Aneece Walker, played by Diana Flynn, is an alcoholic businesswoman.

Roseanne Johnson, played by Gerry Garles, is the wife of a minister, whose marriage is failing.

Audrey Hart, played by Jennifer Hammel, centers her life around a dummy carved by her husband, a recovering alcoholic.

Sherry “Dust” Walker, played by DeeAnn Lantz, is — according to Peggy — “a space queen,” with such low standards for a man, her heart is broken again and again.

And Paige Walker, played by Detra Dettmann, is a college student, with such high standards for a man she can’t find one.

The audience learns about the sisters and their lives through their phone conversations, voice messages and soliloquies.
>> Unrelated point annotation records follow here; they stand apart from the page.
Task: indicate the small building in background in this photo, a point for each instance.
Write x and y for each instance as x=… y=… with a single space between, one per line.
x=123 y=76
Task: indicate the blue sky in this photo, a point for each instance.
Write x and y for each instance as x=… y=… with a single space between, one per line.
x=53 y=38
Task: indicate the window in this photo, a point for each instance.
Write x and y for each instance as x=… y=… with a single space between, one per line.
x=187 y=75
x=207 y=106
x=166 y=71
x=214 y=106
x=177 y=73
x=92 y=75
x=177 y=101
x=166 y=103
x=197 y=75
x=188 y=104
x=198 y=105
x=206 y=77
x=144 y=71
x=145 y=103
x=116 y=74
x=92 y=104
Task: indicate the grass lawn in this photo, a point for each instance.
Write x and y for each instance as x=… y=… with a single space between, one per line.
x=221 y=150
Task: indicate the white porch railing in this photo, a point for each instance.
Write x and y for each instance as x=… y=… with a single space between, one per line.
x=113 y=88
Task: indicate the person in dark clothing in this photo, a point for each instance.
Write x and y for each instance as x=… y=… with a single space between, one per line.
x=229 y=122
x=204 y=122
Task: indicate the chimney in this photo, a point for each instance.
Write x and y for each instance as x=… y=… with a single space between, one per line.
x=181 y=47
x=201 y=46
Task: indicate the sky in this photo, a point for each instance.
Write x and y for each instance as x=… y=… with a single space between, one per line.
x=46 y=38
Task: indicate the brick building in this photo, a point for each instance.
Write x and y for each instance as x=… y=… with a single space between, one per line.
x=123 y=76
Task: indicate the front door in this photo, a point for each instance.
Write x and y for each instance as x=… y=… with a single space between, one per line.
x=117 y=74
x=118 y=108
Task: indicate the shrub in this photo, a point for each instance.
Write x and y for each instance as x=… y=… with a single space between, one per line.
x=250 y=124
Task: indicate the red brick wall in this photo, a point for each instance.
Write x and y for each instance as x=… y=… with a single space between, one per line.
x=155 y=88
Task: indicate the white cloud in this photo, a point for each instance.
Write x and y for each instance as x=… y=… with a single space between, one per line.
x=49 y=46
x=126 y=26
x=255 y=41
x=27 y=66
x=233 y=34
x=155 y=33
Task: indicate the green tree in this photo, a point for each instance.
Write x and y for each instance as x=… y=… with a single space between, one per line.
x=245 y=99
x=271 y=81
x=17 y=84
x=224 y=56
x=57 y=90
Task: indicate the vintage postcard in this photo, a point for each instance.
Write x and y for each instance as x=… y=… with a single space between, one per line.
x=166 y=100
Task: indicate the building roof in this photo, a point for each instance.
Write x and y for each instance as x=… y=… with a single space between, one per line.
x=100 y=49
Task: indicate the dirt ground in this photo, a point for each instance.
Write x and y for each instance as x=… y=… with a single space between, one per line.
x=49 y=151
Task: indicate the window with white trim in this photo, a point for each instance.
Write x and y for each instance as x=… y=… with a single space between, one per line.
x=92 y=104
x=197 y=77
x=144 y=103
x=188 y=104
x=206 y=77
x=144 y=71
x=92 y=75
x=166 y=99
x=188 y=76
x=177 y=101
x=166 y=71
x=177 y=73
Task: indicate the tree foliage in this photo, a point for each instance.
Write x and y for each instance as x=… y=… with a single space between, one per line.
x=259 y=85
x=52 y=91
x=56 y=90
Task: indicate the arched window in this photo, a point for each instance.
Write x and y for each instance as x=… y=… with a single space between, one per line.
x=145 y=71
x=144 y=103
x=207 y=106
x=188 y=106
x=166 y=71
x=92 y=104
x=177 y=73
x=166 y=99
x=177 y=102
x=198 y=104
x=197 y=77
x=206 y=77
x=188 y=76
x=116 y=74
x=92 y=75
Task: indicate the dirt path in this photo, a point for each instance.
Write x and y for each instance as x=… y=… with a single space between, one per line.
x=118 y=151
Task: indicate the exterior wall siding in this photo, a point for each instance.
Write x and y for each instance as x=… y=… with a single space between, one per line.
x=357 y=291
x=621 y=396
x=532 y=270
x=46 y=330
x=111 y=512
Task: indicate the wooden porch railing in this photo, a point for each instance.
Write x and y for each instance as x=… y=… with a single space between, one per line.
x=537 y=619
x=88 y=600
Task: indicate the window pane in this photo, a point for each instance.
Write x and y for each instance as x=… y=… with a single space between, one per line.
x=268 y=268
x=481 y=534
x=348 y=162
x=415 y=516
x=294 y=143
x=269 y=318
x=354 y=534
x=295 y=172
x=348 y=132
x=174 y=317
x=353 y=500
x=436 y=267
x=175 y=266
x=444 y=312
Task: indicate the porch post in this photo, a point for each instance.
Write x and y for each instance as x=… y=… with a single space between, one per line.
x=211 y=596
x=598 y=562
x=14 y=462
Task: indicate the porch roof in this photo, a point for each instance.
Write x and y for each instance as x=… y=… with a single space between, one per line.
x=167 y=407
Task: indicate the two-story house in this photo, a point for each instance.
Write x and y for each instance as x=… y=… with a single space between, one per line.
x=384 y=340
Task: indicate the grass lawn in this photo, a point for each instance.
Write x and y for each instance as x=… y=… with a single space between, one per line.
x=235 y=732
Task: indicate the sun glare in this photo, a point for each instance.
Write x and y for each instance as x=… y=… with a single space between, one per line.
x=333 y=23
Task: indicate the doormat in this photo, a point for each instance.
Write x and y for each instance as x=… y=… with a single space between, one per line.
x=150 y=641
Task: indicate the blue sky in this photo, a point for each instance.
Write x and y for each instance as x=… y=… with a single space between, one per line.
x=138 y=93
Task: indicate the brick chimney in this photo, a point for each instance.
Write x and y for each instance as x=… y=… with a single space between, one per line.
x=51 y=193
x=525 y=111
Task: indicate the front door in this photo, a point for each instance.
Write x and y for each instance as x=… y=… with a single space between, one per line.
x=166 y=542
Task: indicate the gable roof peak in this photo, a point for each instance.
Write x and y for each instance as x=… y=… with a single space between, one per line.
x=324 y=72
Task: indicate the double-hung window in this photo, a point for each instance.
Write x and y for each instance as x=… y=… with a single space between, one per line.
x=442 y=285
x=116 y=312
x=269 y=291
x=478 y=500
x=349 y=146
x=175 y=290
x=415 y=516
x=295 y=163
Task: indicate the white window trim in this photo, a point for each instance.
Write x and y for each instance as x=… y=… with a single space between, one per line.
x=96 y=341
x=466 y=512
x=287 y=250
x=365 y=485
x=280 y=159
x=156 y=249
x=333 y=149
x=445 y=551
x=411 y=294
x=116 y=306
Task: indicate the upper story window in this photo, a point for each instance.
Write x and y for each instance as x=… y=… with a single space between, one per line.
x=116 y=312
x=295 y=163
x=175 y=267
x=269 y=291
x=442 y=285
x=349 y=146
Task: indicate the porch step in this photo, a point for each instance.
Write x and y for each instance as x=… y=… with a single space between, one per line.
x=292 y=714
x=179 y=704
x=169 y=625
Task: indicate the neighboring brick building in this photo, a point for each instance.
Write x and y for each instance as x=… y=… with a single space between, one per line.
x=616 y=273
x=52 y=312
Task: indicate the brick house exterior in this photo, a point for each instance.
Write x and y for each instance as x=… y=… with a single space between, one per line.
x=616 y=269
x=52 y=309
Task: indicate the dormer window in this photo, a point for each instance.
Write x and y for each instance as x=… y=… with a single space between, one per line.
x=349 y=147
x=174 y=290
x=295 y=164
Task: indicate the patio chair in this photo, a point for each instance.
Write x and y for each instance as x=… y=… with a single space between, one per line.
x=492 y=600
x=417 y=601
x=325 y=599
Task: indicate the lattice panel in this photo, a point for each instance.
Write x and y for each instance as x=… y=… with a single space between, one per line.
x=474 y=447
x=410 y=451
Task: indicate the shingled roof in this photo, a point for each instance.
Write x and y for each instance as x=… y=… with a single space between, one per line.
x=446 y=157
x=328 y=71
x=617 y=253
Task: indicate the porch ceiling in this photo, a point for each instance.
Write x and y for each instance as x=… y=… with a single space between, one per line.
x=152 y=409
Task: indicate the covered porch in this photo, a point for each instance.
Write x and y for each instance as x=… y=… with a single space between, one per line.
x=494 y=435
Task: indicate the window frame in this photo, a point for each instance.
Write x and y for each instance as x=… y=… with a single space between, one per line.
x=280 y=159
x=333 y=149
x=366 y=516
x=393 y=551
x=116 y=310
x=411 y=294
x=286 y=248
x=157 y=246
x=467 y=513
In the second act, the audience learns about the sisters’ childhood years from a distraught Aneece and better understand why each one is the way she is now.

And, as each sister comes to grasp with the latest chapter in her life, she realizes they are still a family — they do love each other even if they don’t always agree.

The dinner shows are Friday and Saturday and Feb. 22 and 23, with dinner at 6:30 p.m. and the show at 7:30 p.m.

The dessert shows are Sunday and Feb. 24, with dessert at 1:30 p.m. and the show at 2 p.m.

Reservations are required, and tickets must be purchased at Josie Hannes Design and Vintage Flair.